2.Pendekatan Hukum Alam.
Dalam pendekatan hukum alam tidak terlepas dari Hukum Kehutanan yang mengatur hak-hak penguasaan atas hutan dan hasil hutan, dimana menurut UU No. 5 Tahun 1967 tentang Ketentuan-ketentuan Pokok Kehutanan (LN.8/1967, TLN. 2832), Hutan adalah suatu lapangan bertumbuh pohon-pohon yang secara keseluruhan merupakan persekutuan hidup alam hayati beserta alam lingkungannya yang oleh Pemerintah ditetapkan sebagai hutan, industri, kayu bakar, bambu, rotan, rumpu-rumputan dan hasil hewan seperti satwa buru, satwa elok. Berdasarkan Hukum Adat sebagai dasar pembangunan hukum, didalam mengadakan unifikasi hukum adalah tidak memilih Hukum Adat sebagai dasar utama pembangunan Hukum Tanah yang baru., yang secara sadar diadakan kesatuan hokum yang memuat lembaga-lembaga dan unsur-unsur yang baik, baik yang terdapat dalam Hukum Adat maupun Hukum Baru. Pada umumnya orang melihat dan mengartikan Hukum Adat hanya sebagai hukum positif yaitu sebagai hukum yang merupakan suatu rangkaian norma-norma hukum, yang menjadi pegangan bersama dalam kehidupan bermasyarakat. Hal tersebut berbeda sekali dengan norma-norma hukum tertulis, yang dituangkan dengan sengaja secara tegas oleh Penguasa Legislatif dalam bentuk peraturan perundang-undangan, norma-norma Hukum Adat saebagai hukum tidak tertulis adalah rumusan-rumusan para ahli (hukum) dan hakim. Rumusan-rumusan tersebut bersumber pada rangkaian kenyataan mengenai sikap dan tingkah laku para anggota masyarakat hukum adat dalam menerapkan konsepsi dan asas-asas hukum, yang merupakan perwujudan kesadaran hukum warga masyarakat hukum adat tersebut dalam menyelesaikan kasus-kasus konkret yang dihadapai. Atas dasar penjelasan tersebut, dimana penulis membahasan mengenai ketentuan Hukum Adat dan Undang Undang Pokok Agraria, karena kedua landasan hukum ini adalah merupakan landasan yang fudamental bagi ketentuan-ketentuan atau norma-norma Lingkungan Hidup, yang pada dasarnya tidak terlepas dari norma-norma Hukum Adat, Sosiologi dan Hukum Agraria. Dimana ketiga ketentuan atau norma/perundang-undangan saling berhubungan sangat kental atau erat sekali, karena pada umumnya yang menjadi objek kajiannya adalah mengenai penguasaan tanah, masyarakat dan Pemerintah.

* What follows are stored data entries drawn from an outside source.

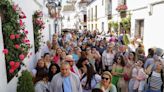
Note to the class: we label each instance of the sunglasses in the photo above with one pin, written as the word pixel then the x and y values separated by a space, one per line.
pixel 104 78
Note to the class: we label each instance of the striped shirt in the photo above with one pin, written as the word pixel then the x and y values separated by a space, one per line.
pixel 155 81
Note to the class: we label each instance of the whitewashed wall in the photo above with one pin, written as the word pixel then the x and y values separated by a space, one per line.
pixel 3 80
pixel 101 17
pixel 28 7
pixel 68 24
pixel 154 35
pixel 153 24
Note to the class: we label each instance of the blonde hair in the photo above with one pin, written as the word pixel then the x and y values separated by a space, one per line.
pixel 110 76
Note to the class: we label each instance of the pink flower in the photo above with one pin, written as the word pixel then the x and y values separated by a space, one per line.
pixel 12 63
pixel 26 32
pixel 17 64
pixel 20 22
pixel 15 7
pixel 22 15
pixel 21 56
pixel 17 36
pixel 16 46
pixel 11 70
pixel 12 36
pixel 5 51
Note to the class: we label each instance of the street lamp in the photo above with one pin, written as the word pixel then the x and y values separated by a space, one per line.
pixel 53 6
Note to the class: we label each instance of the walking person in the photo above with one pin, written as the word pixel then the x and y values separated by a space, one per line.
pixel 65 81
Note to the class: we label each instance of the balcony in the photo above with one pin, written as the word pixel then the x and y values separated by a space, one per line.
pixel 122 10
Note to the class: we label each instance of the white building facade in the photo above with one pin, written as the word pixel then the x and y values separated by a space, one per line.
pixel 28 7
pixel 146 18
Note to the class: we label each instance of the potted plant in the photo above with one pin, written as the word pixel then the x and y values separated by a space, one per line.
pixel 25 82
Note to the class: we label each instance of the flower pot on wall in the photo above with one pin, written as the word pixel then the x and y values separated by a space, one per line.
pixel 122 14
pixel 2 15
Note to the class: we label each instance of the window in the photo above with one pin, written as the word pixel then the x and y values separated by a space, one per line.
pixel 85 18
pixel 139 28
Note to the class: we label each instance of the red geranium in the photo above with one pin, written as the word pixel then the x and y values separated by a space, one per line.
pixel 121 8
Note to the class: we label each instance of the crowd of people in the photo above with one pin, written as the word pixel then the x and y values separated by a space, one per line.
pixel 82 62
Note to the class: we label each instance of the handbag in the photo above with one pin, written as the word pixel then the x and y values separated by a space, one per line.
pixel 126 77
pixel 120 83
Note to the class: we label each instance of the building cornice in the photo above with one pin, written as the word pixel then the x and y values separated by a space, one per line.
pixel 40 5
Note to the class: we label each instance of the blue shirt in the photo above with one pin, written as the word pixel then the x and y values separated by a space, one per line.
pixel 67 84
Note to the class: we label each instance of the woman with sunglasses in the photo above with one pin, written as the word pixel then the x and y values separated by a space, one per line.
pixel 106 83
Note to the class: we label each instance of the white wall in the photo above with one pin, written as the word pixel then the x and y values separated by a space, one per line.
pixel 153 35
pixel 101 17
pixel 28 7
pixel 66 23
pixel 3 77
pixel 153 24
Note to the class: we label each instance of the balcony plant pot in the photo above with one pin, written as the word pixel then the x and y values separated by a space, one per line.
pixel 122 14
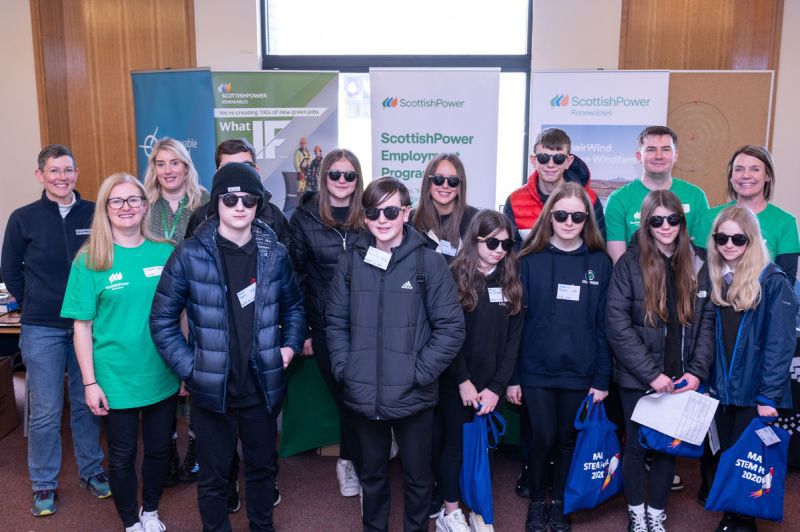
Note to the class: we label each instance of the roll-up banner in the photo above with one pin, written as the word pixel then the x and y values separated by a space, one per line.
pixel 177 104
pixel 603 112
pixel 419 113
pixel 285 116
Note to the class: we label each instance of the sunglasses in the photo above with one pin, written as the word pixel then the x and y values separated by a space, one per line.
pixel 577 217
pixel 738 239
pixel 373 213
pixel 657 221
pixel 493 242
pixel 334 175
pixel 453 182
pixel 544 158
pixel 231 199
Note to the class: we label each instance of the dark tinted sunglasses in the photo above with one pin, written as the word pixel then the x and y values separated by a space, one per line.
pixel 453 182
pixel 544 158
pixel 577 217
pixel 738 239
pixel 373 213
pixel 248 200
pixel 493 242
pixel 657 221
pixel 334 175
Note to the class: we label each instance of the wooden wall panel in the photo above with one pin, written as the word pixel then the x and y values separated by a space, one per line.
pixel 85 51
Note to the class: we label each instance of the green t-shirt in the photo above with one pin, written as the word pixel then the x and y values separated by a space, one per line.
pixel 778 227
pixel 624 205
pixel 127 365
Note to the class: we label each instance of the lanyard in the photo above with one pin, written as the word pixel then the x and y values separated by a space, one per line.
pixel 169 234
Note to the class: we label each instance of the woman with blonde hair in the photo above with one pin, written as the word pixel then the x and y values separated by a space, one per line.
pixel 109 295
pixel 755 335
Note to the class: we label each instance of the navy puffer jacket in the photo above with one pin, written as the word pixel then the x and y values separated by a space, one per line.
pixel 193 278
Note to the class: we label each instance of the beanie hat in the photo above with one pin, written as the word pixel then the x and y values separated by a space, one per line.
pixel 236 177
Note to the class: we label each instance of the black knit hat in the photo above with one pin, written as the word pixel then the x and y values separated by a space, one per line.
pixel 236 177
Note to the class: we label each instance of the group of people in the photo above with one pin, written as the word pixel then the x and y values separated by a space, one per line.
pixel 419 320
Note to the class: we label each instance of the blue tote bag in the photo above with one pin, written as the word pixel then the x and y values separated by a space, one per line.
pixel 750 476
pixel 595 474
pixel 476 478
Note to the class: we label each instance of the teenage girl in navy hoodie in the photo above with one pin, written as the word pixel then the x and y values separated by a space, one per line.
pixel 565 273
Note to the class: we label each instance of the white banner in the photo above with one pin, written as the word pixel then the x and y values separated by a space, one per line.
pixel 603 112
pixel 419 113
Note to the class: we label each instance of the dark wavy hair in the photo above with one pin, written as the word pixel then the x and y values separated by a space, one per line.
pixel 469 280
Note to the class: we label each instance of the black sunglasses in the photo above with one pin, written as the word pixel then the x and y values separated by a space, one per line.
pixel 493 242
pixel 248 200
pixel 373 213
pixel 657 221
pixel 544 158
pixel 334 175
pixel 577 217
pixel 738 239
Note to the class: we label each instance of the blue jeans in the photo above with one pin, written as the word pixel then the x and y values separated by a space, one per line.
pixel 48 352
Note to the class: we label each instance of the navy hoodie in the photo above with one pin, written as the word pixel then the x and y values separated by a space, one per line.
pixel 38 249
pixel 563 340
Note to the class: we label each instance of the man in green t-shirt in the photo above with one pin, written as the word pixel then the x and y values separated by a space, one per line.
pixel 658 151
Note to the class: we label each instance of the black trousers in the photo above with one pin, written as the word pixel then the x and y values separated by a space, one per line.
pixel 413 435
pixel 662 469
pixel 122 433
pixel 551 412
pixel 348 443
pixel 217 436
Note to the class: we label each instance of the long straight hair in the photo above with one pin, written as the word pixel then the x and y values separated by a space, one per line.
pixel 354 215
pixel 426 218
pixel 471 281
pixel 193 189
pixel 745 291
pixel 654 274
pixel 99 247
pixel 543 229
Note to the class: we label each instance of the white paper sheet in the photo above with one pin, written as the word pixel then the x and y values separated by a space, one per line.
pixel 685 416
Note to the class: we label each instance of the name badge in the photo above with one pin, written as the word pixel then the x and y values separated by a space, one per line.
pixel 377 258
pixel 153 271
pixel 247 295
pixel 570 292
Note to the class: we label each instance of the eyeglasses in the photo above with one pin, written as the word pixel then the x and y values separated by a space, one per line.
pixel 452 181
pixel 231 199
pixel 544 158
pixel 134 202
pixel 373 213
pixel 334 175
pixel 493 242
pixel 657 221
pixel 577 217
pixel 738 239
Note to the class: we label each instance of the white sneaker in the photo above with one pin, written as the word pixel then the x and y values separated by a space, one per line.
pixel 452 522
pixel 476 523
pixel 150 521
pixel 349 485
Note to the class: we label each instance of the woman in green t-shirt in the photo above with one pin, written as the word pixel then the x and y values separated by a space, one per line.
pixel 109 293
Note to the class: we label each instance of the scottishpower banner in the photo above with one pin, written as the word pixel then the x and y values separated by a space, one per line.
pixel 603 113
pixel 419 113
pixel 274 111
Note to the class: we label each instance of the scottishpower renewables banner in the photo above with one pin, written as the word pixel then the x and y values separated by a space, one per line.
pixel 419 113
pixel 274 111
pixel 603 113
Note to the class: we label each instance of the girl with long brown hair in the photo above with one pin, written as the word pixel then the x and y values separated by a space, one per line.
pixel 564 355
pixel 660 325
pixel 485 271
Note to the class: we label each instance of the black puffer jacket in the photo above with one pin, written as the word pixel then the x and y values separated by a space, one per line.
pixel 389 341
pixel 638 348
pixel 193 278
pixel 315 251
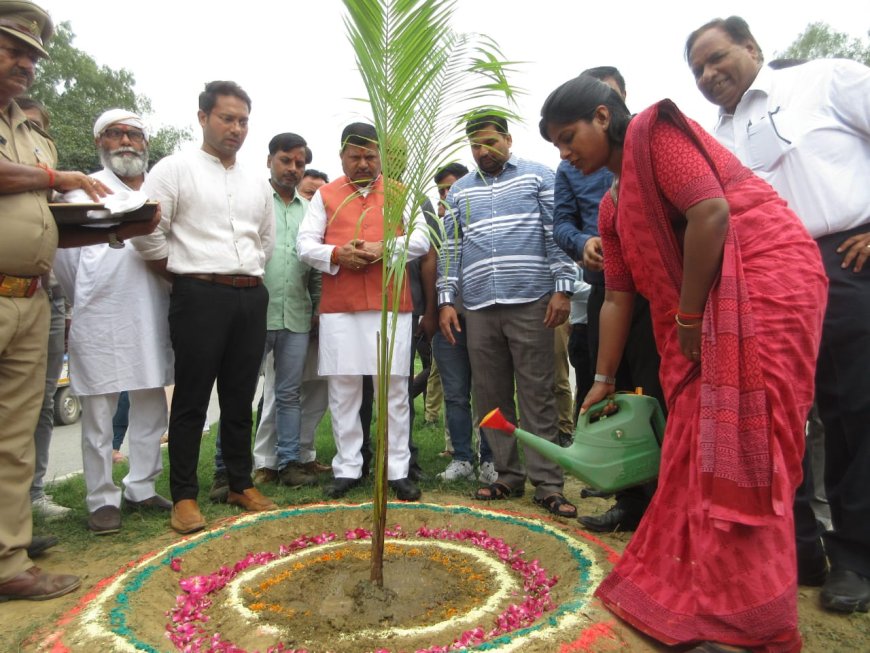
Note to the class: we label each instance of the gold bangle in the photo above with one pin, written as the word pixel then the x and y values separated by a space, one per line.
pixel 684 325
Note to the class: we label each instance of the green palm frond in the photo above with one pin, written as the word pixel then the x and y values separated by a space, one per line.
pixel 423 81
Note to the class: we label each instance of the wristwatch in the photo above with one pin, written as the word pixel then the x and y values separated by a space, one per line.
pixel 114 243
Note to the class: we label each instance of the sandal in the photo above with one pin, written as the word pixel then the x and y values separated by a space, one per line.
pixel 497 492
pixel 553 504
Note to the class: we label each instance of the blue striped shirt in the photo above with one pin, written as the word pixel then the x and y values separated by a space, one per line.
pixel 499 239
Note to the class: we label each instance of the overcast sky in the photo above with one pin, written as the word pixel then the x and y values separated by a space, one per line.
pixel 294 59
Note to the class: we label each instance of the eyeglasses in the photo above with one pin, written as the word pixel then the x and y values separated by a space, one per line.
pixel 114 134
pixel 17 53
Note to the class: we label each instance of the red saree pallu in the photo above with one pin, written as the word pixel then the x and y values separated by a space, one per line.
pixel 714 557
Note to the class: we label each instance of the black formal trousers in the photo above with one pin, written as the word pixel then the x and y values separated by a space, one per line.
pixel 218 333
pixel 843 398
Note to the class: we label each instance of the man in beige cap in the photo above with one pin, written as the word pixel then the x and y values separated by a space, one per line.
pixel 28 239
pixel 118 301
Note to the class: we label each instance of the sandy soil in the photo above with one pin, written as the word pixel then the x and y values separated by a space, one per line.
pixel 27 626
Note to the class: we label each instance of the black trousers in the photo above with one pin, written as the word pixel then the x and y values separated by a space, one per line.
pixel 218 333
pixel 843 398
pixel 639 368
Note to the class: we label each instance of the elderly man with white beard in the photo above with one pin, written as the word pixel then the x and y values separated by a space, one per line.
pixel 119 339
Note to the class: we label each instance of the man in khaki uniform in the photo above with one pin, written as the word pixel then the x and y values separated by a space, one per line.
pixel 28 239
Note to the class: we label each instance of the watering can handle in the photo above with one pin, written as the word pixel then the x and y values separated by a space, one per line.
pixel 658 420
pixel 599 405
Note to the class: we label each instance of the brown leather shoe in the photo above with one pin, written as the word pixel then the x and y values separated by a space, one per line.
pixel 37 585
pixel 251 500
pixel 186 517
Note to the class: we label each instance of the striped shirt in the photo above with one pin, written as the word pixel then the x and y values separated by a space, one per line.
pixel 499 239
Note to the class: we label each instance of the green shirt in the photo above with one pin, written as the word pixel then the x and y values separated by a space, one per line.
pixel 294 287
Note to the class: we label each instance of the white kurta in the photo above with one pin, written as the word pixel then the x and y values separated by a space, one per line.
pixel 348 341
pixel 119 338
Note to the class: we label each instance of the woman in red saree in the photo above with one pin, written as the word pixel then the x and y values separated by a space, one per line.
pixel 737 292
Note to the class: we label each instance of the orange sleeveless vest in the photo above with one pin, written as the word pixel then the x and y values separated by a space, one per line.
pixel 349 215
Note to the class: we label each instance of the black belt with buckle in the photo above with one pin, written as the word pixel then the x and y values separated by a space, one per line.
pixel 18 287
pixel 234 280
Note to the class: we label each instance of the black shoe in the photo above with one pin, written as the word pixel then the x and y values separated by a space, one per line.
pixel 845 591
pixel 341 486
pixel 105 520
pixel 813 568
pixel 587 492
pixel 39 544
pixel 405 489
pixel 615 519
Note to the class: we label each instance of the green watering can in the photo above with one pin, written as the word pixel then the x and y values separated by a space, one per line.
pixel 617 442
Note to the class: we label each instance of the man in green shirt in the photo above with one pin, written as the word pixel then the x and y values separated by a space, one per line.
pixel 294 291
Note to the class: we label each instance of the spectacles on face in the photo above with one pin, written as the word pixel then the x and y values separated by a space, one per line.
pixel 115 134
pixel 17 53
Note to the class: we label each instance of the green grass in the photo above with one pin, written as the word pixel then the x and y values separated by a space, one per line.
pixel 140 526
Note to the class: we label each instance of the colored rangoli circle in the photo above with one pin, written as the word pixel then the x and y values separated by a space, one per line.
pixel 295 580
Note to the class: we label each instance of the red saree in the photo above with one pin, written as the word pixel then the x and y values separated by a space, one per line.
pixel 713 558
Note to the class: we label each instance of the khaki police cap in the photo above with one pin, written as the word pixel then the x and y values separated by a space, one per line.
pixel 26 22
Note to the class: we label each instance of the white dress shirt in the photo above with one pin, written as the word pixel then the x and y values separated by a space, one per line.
pixel 214 219
pixel 806 131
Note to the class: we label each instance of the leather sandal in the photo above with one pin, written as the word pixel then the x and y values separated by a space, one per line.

Kajian Hukum Lingkungan Hidup, Adalah merupakan komponen aspek social yang perlu dikaji secara mendalam didalam menyusus analisis mengenai dampak lingkungan sehingga dampak negatif akibat suatu kegiatan terhadap komponen tersebut dapat dikelola dengan baik, dimana aspek social dalam analisis mengenai dampak lingkungan (AMDAL) adalah telaah yang dilakukan terhadap komponen demografi, dan budaya serta merupakan bagian yang tidak terpisahkan dari komponen lain dalam penyusunan AMDAL. Dimana analisis mengenai dampak lingkungan sebagaimana dimaksud dalam Pasal 1 angka 2 Peraturan Pemerintah No. 51 tahun 1993 tentang analisis mengenai dampak lingkungan (AMDAL) adalah hasil studi mengenai dampak penting suatu atau kegiatan yang direncanakan terhadap lingkungan hidup yang diperlukan bagi proses pengambilan keputusan.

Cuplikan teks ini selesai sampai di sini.